Monterubbiano

Presentazione

Monterubbiano, nobile terra di origini antichissime, si erge sulla cima di una singolare collina, a 463m s.l.m.
L’origine si perde tra le leggende dei primi abitatori del Piceno e ne fanno fede le frequenti tombe sparse e le piccole necropoli ritrovate, con oggetti raccolti nel Museo Civico Archeologico presso il Polo Culturale San Francesco, oggi sede anche della biblioteca, dell’auditorium, del centro di educazione ambientale e dell’orto botanico.
Dopo la caduta dell’Impero Romano, Monterubbiano fu distrutto dai Goti e risorse lentamente attorno all’anno 1000, grazie ai Benedettini di Montecassiano e poi ai Monaci di Farfa. Nel XV secolo cadde sotto il dominio di Francesco Sforza, che ampliò, modificò e fortificò la cinta muriaria del 1200, per poi passare allo Stato Pontificio.
Della cinta muraria originale e quella rivista da Sforza, si ammirano le maestose porte d’accesso, che sembrano racchiudere, come in uno scrigno prezioso, le chiese dell’Alto e del Basso medioevo: la Collegiata, con opere di Vincenzo Pagani, pittore nativo di Monterubbiano; la chiesa di Sant’Agostino, affrescata dall’artista Antonio Lanave; i monumenti rinascimentali, tra cui il Palazzo Calzecchi Onesti; i preziosi monumenti ottocenteschi come il Teatro Pagani, il Giardino Pubblico “G.Leopardi” e il Cimitero monumentale.

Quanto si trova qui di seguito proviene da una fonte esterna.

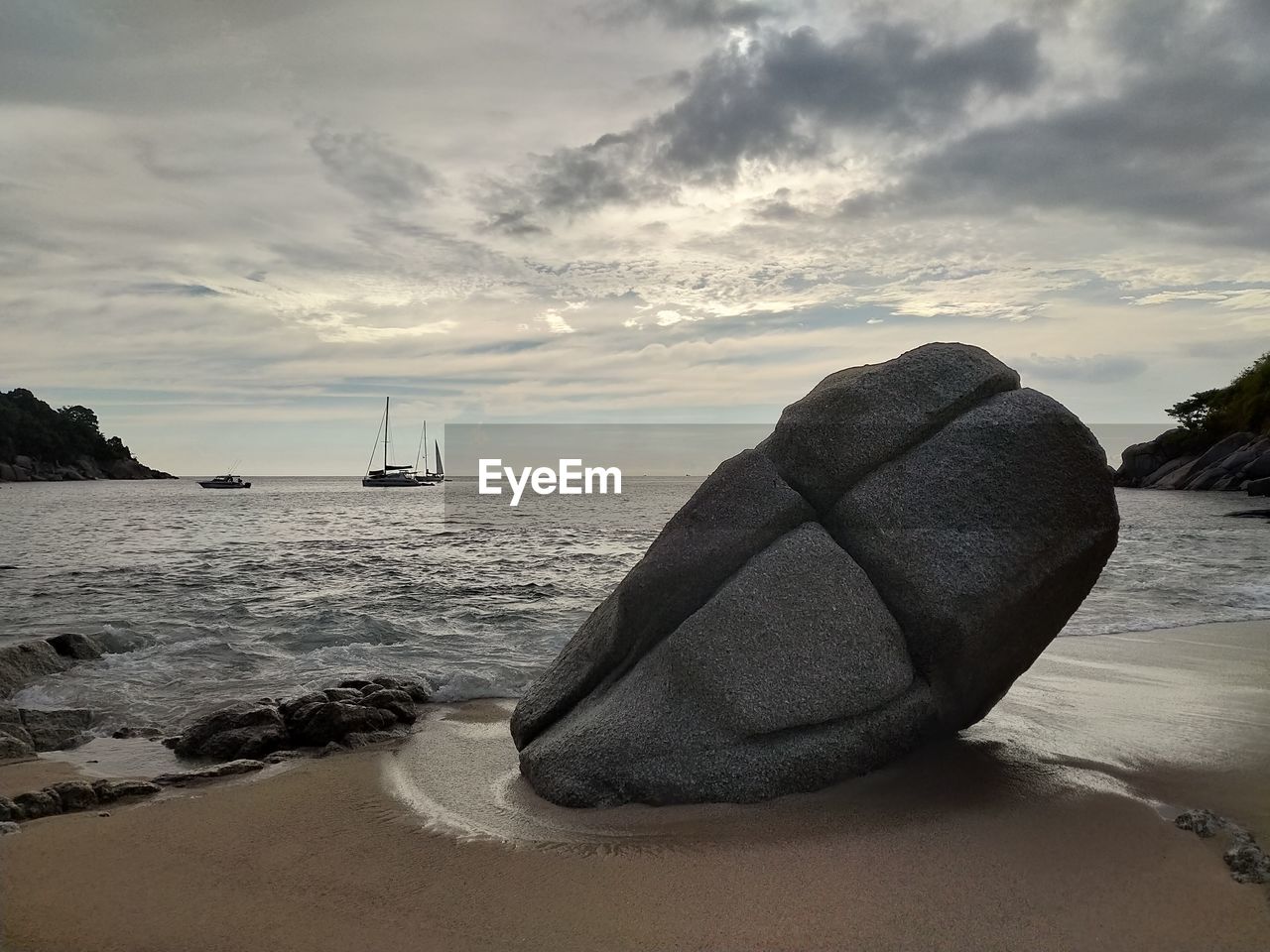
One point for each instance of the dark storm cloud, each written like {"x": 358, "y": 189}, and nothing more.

Crebbero, in ogni tempo, a Monterubbiano, uomini illustri, grazie ai quali più volte il suo nome si sparse onorato per l’Italia e per il mondo: i compagni di San Francesco Matteo, Lucido e Giacomo, Vincenzo Pagani, celebre pittore, Benedetto Mircoli, medico rettore dell’Università di Camerino, Luca Galli, architetto; Temistocle Clazecchi Onesti, scienzato, Rosa Calzecchi Onesti, gran traduttrice di Omero e di Virgilio, che ha dato vita a nuovi canoni traduttivi omerici.
Importante per Monterubbiano è la rievocazione storica di “Sciò la Pica”, che evoca la venuta picena nel territorio marchigiano, ed è tradizionalmente collocata nella domenica di Pentecoste.